How to read mongoDB collection array data using tMongoDBInput and tExtractJSONFields.

The data I want to read is in the new array (dependentQuestionResponse) in the same array (questionResponse) but

it is not working to extract data for array within the array.

I have tried to extract that data but it is worked for only main array.

Is any wrong in my job?.

Please see the attached screenshot also collectionData format.

Labels (3)
1 Solution

Accepted Solutions
Anonymous
Not applicable

Hi @sudarshan khandu​,

 

Sorry about the delay in responding here, I have been a little tied up with some other bits and pieces. However, I have quickly knocked up an example of what you could.

 

So this is a screenshot of the job. I chose to use a tFileInputRaw to load the file in....you are using MongDB, but it shouldn't matter. You will also see 3 tExtractJsonFields components, 2 tHashOutputs and a tHashInput in the second subjob. I will explain those. Finally you will see a tAggregateRow and a tSortRow. The tAggregateRow will be used to condense the data returned at the end (to just the data you want) and the tSortRow is used to simply order it so that you can see it working easily.

 

I chose a minimal selection of elements to return, you can add to these. I simply chose an element at each level in the nested arrays.

 

0695b00000bHJVFAA4.png 

The first tExtractJsonFields component can be seen below. Notice the "Mapping" section. This is configured to have columns for all of the data....even though I am not collecting it all here. In this component I am simply collecting "CommunityId" and the outer array "questionResponse".

0695b00000bHJLfAAO.png 

The second tExtractJSONFields component has the same mapping fields. But you will notice that "CommunityId" is not populated. This is because the value will simply be passed along from the previous component. That is how empty columns work in the tExtractJSONFields component. If there is a value supplied by the previous component and the field is left empty, it will simply pass the existing value along.

 

You will notice I select the "title" and the "dependentQuestionResponse" array here.

0695b00000bHJWSAA4.png 

The next component is a tHashOutput. This is used to collect and store the output from the previous component and then pass it on to the next. The schema of this is exactly the same as the tExtractJSONFields. Notice that append is ticked. This will be linked to the next tHashOutput component. Or rather, it will be linked to this.

0695b00000bHJX1AAO.pngNow we have the final tExtractJSONFields component. Notice the same schema and the empty "pass-through" columns in the mapping. This is retrieving the data from your innermost array. I am collecting the "question" field from the innermost array here.

0695b00000bHJXfAAO.pngThis is the second tHashOutput. Notice the "Link with a tHashOutput" and the "Component list" params here. These link this to the same memory as the first tHashOutput.

 

0695b00000bHJYEAA4.png 

At this point all of our data is collected....but rows will be duplicated. Why? Because we have the tHashOutput between what should be a single step in the row processing. So it gets the data from the first two tExtractJSONFields components and then the data from the last one. This will be duplicating some of it with bits and pieces aded. So what we do in this SubJob is return all of that data, then aggregate it. Notice the tHashInput is linked to the first tHashOutput used.

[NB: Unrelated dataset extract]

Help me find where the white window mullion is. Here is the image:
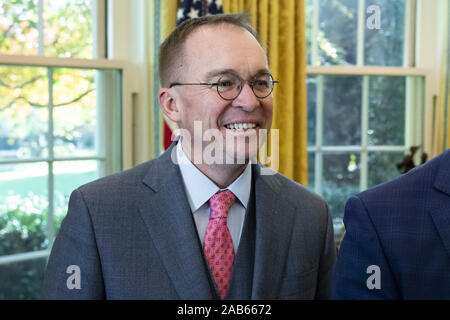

0695b00000bHJYxAAO.pngThe tAggregateRow component is used to aggregate the data and get rid of the duplicates/extraneous data. I am grouping by "CommunityId" and "title" here. You may have better fields to group by. The one field that may be there or be missing is the "question" field. So to get rid of rows that have "null" AND a value for "question" linked to the same "communityId" and "title", we set this field to the function of Max.

0695b00000bHJZCAA4.png 

The tSortRow didn't need to be showed. It was simply used to sort the data so that I could show the result below....

 

4ca44afgfgfgfae3b1a382bfg38cb|Comments|

4ca44afgfgfgfae3b1a382bfg38cb|Navigation|

4ca44afgfgfgfae3b1a382bfg38cb|Preference|

4ca44afgfgfgfae3b1a382bfg38cb|surveys|

7e7ba747d9ad46812eadd87af6af6a0e|Location|locationtype

7e7ba747d9ad46812eadd87af6af6a0e|Question1|

 

 

View solution in original post

5 Replies
Anonymous
Not applicable

If I understand this issue correctly, this is down to how you are using the tExtractJSONFields component. I believe (I will need to see an example of the whole JSON to give an example) that you will need two tExtractJSONFields for this. The first one to extract the data outside of your outer array and to iterate over the outer array and then another to iterate over the inner array.

 

If you can post an example of the JSON (without private data), I can work out what it is you will need to do.

sudarshank
Contributor III
Author

Hi @Richard Hall​,

Thank you for reply!

 

I have attached the sample collection data. I want to data like in below screenshot format in tLogRow using tmongodbinput.

 

0695b00000bHGD3AAO.png 

 

Anonymous
Not applicable

Hi @sudarshan khandu​,

 

Sorry about the delay in responding here, I have been a little tied up with some other bits and pieces. However, I have quickly knocked up an example of what you could.

 

So this is a screenshot of the job. I chose to use a tFileInputRaw to load the file in....you are using MongDB, but it shouldn't matter. You will also see 3 tExtractJsonFields components, 2 tHashOutputs and a tHashInput in the second subjob. I will explain those. Finally you will see a tAggregateRow and a tSortRow. The tAggregateRow will be used to condense the data returned at the end (to just the data you want) and the tSortRow is used to simply order it so that you can see it working easily.

 

I chose a minimal selection of elements to return, you can add to these. I simply chose an element at each level in the nested arrays.

 

0695b00000bHJVFAA4.png 

The first tExtractJsonFields component can be seen below. Notice the "Mapping" section. This is configured to have columns for all of the data....even though I am not collecting it all here. In this component I am simply collecting "CommunityId" and the outer array "questionResponse".

0695b00000bHJLfAAO.png 

The second tExtractJSONFields component has the same mapping fields. But you will notice that "CommunityId" is not populated. This is because the value will simply be passed along from the previous component. That is how empty columns work in the tExtractJSONFields component. If there is a value supplied by the previous component and the field is left empty, it will simply pass the existing value along.

 

You will notice I select the "title" and the "dependentQuestionResponse" array here.

0695b00000bHJWSAA4.png 

The next component is a tHashOutput. This is used to collect and store the output from the previous component and then pass it on to the next. The schema of this is exactly the same as the tExtractJSONFields. Notice that append is ticked. This will be linked to the next tHashOutput component. Or rather, it will be linked to this.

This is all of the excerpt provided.